The journalists were then treated to the first genuine clip from the film itself. The presentation opens on a watering hole, where we first meet Sethi’s Mowgli – an inspired piece of casting, looking like he simply jumped out of the original Disney feature. The focus, however, is on the introduction of Idris Elba’s Shere Khan. Stalking around the animals of the watering hole, sniffing out the “man-cub” in the midst, and threatening his life all in a handful of minutes, it’s a menacing set-up that still visually errs too far on the side of ‘only almost photo-real’.
The animals themselves look close enough that a half-hearted squint will see them become indistinguishable from the real thing. An obvious effect, too, is Favreau’s inspired focus on real animal behavioural patterns, the director making a point of not simply mapping animal features to a motion-captured human face.
The technique pays off in spades, with the film working at its best when the frame is filled entirely by digital creations. It is in the blending of Sethi’s Mowgli and this digital world that the aesthetic doesn’t wholly pay off. It’s close, closer than perhaps 90 percent of big-budget Hollywood movies, but still glaringly obvious.
Conceptually approached like an animated movie, Favreau expanded that “this process looked a lot like a Disney or Pixar movie in the beginning; it was all pencils and animatics”.
“Except we went to a motion-capture stage where I could direct the camera, the actors, and we had built sets that were, you know, the same shape as what you saw … And then we cut the movie together, and from then that’s where we started filming the live action segments – so we had to redo the movie again.
“I felt like I could direct it like I direct a regular movie.”
The final two sequences were introductions to two of the original animation’s fan-favourite characters; Baloo and King Louie. Bill Murray’s Baloo elicited cheers, clapping, and laughter from the audience, whilst Christopher Walken’s Louie was a silence-ushering presence.
Much of the film has notably been ‘scaled-up’, a subtle effect that sees Mowgli’s perilous position seem all the more lonesome and dangerous as the jungle and its inhabitants literally tower over him. But King Louie takes this concept to a whole other level, with Favreau and the visual effects teams drawing on a prehistoric ancestor of the orangutan to create an enormous, overbearing creature with the unmistakeable, distinctive voice of Walken lending a gloriously intimidating atmosphere to his scenes.
However, both brought up a fair question of just how much of the famous score will be featured in this darker interpretation.
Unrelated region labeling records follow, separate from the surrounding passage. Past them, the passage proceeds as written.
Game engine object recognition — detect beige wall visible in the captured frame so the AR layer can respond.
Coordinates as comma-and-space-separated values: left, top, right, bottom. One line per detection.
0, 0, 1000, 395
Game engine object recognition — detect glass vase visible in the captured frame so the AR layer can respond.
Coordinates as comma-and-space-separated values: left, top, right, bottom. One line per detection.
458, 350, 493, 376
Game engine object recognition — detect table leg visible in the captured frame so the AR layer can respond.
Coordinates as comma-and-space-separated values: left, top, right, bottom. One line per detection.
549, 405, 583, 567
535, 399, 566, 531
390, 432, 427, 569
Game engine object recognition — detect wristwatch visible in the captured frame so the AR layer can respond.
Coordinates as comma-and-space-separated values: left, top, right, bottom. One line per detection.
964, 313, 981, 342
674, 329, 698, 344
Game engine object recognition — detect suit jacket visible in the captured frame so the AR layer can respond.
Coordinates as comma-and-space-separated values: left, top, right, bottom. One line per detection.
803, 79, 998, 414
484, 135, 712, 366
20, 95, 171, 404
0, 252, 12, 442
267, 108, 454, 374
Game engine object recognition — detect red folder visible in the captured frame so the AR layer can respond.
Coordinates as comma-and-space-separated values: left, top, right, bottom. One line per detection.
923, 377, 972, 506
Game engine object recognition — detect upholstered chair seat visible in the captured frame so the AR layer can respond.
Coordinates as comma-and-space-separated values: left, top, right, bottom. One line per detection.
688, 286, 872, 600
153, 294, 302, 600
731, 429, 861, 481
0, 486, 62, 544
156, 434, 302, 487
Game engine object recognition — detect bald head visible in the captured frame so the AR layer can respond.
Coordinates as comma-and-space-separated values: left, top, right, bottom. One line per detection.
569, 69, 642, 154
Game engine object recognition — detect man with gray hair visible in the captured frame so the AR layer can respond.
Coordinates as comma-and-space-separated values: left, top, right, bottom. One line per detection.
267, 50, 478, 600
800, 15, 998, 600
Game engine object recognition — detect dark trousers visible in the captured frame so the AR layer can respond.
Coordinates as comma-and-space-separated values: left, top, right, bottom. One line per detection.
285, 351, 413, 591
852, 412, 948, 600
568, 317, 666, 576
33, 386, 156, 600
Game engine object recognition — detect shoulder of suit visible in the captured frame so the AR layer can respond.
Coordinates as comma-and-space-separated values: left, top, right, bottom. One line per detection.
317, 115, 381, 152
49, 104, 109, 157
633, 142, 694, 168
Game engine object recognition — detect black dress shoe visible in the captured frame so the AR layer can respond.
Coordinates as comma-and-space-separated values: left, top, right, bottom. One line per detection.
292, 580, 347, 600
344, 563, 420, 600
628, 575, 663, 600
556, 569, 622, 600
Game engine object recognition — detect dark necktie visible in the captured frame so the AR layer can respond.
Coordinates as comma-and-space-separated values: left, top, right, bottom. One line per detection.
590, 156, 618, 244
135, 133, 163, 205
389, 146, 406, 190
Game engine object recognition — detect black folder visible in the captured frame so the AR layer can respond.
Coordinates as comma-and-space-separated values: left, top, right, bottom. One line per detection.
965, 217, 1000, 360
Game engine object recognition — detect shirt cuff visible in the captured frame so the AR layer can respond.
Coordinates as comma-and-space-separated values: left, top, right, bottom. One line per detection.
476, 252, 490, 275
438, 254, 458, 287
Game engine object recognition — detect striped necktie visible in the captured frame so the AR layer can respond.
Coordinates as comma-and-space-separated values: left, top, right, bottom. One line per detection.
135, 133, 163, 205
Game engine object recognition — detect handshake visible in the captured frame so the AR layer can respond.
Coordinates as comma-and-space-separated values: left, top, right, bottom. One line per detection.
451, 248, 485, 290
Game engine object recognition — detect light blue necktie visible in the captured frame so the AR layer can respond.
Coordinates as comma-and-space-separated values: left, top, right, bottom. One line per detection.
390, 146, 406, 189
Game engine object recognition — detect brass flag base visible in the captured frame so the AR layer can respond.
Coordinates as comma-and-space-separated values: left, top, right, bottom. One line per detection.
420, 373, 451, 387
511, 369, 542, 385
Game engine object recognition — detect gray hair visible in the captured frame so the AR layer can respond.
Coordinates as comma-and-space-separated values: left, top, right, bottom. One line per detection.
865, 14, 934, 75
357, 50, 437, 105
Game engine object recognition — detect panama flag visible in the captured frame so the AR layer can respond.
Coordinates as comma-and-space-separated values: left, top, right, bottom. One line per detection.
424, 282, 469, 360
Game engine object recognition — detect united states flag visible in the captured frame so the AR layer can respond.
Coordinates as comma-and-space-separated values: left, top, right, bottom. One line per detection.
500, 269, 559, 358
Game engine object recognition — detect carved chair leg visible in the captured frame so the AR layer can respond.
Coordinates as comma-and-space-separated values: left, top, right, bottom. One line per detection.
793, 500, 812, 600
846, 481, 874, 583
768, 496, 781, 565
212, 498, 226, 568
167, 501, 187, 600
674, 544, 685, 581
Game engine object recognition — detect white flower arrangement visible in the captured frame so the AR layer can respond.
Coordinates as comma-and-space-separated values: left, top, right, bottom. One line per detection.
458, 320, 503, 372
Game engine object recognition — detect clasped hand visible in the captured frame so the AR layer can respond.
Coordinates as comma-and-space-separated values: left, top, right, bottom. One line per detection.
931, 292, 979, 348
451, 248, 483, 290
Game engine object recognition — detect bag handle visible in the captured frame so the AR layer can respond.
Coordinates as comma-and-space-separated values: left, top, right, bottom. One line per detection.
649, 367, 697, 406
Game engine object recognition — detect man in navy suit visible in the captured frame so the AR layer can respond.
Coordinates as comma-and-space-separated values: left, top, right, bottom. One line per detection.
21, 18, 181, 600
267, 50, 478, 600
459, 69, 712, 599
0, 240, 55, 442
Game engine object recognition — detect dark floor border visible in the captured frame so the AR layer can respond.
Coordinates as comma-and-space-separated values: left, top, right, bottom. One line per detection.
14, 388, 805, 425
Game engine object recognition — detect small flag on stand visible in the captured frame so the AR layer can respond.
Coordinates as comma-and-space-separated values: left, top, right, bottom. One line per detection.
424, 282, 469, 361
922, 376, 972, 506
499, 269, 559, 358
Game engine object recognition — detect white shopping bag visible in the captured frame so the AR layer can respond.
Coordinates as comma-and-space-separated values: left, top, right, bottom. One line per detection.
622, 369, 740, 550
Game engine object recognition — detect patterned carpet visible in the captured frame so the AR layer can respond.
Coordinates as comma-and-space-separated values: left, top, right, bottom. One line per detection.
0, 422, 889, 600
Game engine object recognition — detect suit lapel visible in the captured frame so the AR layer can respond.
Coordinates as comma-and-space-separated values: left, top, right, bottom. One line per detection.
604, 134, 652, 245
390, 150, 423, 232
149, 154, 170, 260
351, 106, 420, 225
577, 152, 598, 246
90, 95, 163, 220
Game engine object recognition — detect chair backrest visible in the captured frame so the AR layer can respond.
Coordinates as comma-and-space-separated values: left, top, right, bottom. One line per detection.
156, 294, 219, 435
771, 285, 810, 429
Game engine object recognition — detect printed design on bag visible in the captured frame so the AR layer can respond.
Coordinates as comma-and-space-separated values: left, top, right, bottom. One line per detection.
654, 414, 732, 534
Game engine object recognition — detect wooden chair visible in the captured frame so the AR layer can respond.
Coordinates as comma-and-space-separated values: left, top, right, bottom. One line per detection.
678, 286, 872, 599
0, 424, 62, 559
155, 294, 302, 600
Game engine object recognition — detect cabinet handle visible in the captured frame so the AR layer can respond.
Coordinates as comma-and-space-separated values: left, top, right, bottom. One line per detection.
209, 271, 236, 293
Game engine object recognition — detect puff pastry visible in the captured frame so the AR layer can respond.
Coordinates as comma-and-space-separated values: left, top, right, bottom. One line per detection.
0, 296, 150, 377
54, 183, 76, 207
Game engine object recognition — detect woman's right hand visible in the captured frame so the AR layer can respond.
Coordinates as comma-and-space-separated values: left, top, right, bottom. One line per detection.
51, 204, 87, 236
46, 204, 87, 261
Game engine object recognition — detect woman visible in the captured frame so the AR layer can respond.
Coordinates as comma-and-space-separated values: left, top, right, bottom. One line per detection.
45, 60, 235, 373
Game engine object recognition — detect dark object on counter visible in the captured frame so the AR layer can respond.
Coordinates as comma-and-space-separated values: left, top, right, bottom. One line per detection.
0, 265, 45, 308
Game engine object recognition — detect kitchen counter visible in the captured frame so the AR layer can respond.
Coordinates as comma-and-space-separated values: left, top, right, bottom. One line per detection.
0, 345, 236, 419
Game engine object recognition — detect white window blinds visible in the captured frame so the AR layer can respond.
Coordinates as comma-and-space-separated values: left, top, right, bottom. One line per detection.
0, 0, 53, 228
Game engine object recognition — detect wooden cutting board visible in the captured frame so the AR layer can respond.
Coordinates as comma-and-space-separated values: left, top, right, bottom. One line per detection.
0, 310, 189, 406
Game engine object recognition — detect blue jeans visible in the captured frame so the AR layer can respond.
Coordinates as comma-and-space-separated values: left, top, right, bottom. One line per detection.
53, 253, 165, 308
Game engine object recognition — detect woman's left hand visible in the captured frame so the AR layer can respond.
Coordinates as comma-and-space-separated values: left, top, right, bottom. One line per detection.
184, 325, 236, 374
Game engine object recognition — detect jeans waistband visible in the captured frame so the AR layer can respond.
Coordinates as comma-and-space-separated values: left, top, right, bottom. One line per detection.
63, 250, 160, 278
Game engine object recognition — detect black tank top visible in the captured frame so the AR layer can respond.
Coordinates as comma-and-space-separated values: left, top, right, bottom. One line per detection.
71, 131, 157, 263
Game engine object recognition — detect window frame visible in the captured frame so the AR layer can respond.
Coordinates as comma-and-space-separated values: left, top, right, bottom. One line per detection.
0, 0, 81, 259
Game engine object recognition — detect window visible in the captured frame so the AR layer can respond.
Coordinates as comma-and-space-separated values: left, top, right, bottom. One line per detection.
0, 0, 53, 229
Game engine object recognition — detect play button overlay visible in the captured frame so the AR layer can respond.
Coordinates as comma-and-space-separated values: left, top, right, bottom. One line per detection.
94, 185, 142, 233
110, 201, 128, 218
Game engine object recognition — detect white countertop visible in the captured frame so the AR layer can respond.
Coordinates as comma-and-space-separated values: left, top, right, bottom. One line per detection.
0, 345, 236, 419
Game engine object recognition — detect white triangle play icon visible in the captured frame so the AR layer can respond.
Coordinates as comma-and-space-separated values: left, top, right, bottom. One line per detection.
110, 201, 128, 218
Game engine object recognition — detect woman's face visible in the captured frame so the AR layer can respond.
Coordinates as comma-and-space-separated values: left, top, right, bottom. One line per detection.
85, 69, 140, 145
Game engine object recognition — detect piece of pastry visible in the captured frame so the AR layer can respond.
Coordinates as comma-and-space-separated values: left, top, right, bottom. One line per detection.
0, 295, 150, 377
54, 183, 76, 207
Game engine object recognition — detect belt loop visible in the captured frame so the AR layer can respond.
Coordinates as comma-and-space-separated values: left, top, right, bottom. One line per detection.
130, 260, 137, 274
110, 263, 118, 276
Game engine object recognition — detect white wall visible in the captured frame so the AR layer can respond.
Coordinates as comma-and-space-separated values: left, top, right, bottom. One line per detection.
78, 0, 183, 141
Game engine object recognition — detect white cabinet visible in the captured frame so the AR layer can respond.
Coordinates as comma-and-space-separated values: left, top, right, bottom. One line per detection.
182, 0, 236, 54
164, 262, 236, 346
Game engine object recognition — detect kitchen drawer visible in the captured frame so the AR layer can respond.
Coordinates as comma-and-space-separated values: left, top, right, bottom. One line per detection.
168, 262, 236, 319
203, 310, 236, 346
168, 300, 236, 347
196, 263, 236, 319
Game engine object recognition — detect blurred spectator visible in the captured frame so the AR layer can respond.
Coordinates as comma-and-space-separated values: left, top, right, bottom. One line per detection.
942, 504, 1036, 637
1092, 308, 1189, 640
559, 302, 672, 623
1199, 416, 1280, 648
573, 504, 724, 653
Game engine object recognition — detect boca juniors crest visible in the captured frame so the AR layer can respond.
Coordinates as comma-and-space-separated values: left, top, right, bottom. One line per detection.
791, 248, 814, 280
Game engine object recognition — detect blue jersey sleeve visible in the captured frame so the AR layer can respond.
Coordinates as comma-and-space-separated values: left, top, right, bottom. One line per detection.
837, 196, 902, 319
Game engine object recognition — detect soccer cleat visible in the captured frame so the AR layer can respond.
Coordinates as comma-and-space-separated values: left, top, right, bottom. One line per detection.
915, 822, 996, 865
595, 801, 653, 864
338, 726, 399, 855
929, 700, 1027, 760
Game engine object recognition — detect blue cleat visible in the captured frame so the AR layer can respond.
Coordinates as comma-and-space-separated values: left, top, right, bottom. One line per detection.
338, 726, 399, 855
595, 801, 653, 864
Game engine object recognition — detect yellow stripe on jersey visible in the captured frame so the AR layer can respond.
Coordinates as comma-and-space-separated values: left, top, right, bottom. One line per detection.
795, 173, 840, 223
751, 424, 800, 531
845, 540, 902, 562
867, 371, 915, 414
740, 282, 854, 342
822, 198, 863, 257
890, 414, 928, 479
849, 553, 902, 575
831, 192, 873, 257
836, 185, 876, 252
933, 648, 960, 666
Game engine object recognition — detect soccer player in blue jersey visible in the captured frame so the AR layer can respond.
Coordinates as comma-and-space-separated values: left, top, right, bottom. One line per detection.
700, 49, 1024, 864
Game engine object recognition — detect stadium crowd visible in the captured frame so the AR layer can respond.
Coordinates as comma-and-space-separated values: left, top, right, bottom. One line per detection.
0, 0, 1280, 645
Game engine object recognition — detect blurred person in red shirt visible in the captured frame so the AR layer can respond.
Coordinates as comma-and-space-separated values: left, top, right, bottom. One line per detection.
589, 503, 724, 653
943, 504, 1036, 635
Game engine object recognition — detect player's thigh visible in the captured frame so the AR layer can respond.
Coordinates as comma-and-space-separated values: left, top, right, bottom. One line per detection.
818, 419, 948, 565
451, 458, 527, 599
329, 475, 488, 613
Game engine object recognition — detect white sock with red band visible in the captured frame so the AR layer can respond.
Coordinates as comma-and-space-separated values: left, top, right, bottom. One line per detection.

A balancing act that, Favreau says, was hard to accomplish: “It’s a tricky thing. Because you don’t want to make it a musical, because the moment it becomes a musical you lose an emotional connection. I think as audiences, generally, you want to feel like you’re emotionally invested.
“You don’t want to feel like you’re pulling the rug out from under the audience, but then again, these songs are classics. And so as a director, the one area I’m responsible for, where there’s no redundancy, is tone. If you like the tone of a film, that’s something you can squarely put on the director.”